If your looking, hit him up for the spreadsheet! Good dude with useful info. THanks


----------



## ctgriller (Sep 9, 2012)

Tx for the info. I have been researching a pellet grill on and off and am close to pulling the trigger but its hard here in the northeast bc no one has one and there are no dealers of any brands.  I'm leaning into the Ys640. Seems like you get a lot for the money and the owner has answered all my emails himself.


----------



## mossymo (Sep 9, 2012)

CTgriller said:


> Tx for the info. I have been researching a pellet grill on and off and am close to pulling the trigger but its hard here in the northeast bc no one has one and there are no dealers of any brands.  I'm leaning into the Ys640. Seems like you get a lot for the money and the owner has answered all my emails himself.
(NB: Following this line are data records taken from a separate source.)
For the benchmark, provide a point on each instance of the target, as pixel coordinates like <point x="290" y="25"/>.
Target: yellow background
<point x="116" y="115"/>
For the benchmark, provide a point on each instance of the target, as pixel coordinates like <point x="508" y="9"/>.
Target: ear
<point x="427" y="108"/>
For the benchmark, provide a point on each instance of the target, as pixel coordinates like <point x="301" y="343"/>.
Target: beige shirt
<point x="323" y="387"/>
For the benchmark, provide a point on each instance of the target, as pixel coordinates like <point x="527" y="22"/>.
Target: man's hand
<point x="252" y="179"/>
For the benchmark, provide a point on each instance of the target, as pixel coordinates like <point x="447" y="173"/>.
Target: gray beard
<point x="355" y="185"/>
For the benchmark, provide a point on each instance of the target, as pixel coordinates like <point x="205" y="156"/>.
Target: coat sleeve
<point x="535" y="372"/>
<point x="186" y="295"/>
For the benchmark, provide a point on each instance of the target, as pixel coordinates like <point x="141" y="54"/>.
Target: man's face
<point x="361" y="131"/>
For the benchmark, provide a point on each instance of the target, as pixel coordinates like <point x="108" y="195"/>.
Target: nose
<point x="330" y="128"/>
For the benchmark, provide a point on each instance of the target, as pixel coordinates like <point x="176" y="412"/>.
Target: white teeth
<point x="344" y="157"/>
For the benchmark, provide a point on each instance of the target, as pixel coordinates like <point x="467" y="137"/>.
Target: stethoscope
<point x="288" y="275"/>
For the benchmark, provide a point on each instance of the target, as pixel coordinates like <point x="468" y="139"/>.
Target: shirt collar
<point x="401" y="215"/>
The Yoder YS640 is a rock solid pellet grill choice, both the previous poster Otis857 and my self own one!


----------



## otis857 (Sep 10, 2012)

MossyMO said:


> The Yoder YS640 is a rock solid pellet grill choice, both the previous poster Otis857 and my self own one!
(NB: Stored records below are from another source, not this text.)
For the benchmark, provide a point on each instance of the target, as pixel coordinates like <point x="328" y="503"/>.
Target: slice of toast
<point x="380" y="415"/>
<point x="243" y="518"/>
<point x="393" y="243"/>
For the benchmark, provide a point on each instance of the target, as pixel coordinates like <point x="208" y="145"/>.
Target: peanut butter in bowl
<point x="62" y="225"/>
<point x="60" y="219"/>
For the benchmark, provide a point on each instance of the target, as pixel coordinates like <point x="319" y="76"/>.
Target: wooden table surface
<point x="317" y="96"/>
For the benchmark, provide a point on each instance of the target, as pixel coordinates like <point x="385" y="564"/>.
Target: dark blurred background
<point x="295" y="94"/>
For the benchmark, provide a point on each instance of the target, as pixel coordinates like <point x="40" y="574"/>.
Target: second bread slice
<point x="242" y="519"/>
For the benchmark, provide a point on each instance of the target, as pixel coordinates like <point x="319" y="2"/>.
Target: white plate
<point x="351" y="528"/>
X2. Im extremely happy with my Yoder. The other pellet grills may work fine, but you cant go wrong with the Yoder. I've been told their customer service is excellent, but I havent had to use it, which is great by itself. Nice to know they stand behind it if you need it.


----------



## striper (Sep 10, 2012)

I've had my Yoder YS 640 for a little over a year now.  I had one minor problem that really was my fault, but the company jumped on things and sent me a complete update kit anyway.  This thing cooks AWESOME in my humble opinion.  Everything from Smoked Salmon through Steaks without any problems.  And if you decide you need a heavier smoke, just throw one of Todd's units in with things and hang on.

Joe


----------



## 1beezer (Oct 23, 2012)

Thanks for the comparison chart.


----------



## mossymo (Oct 23, 2012)

[ATTACHMENT=125]Pellet Grill Comparison.xlsx (13k. xlsx file)[/ATTACHMENT]

Updated chart attached with a few different models.


----------



## tjohnson (Oct 23, 2012)

Very Cool Spreadsheet Marty!

I'm looking at a couple on your list


----------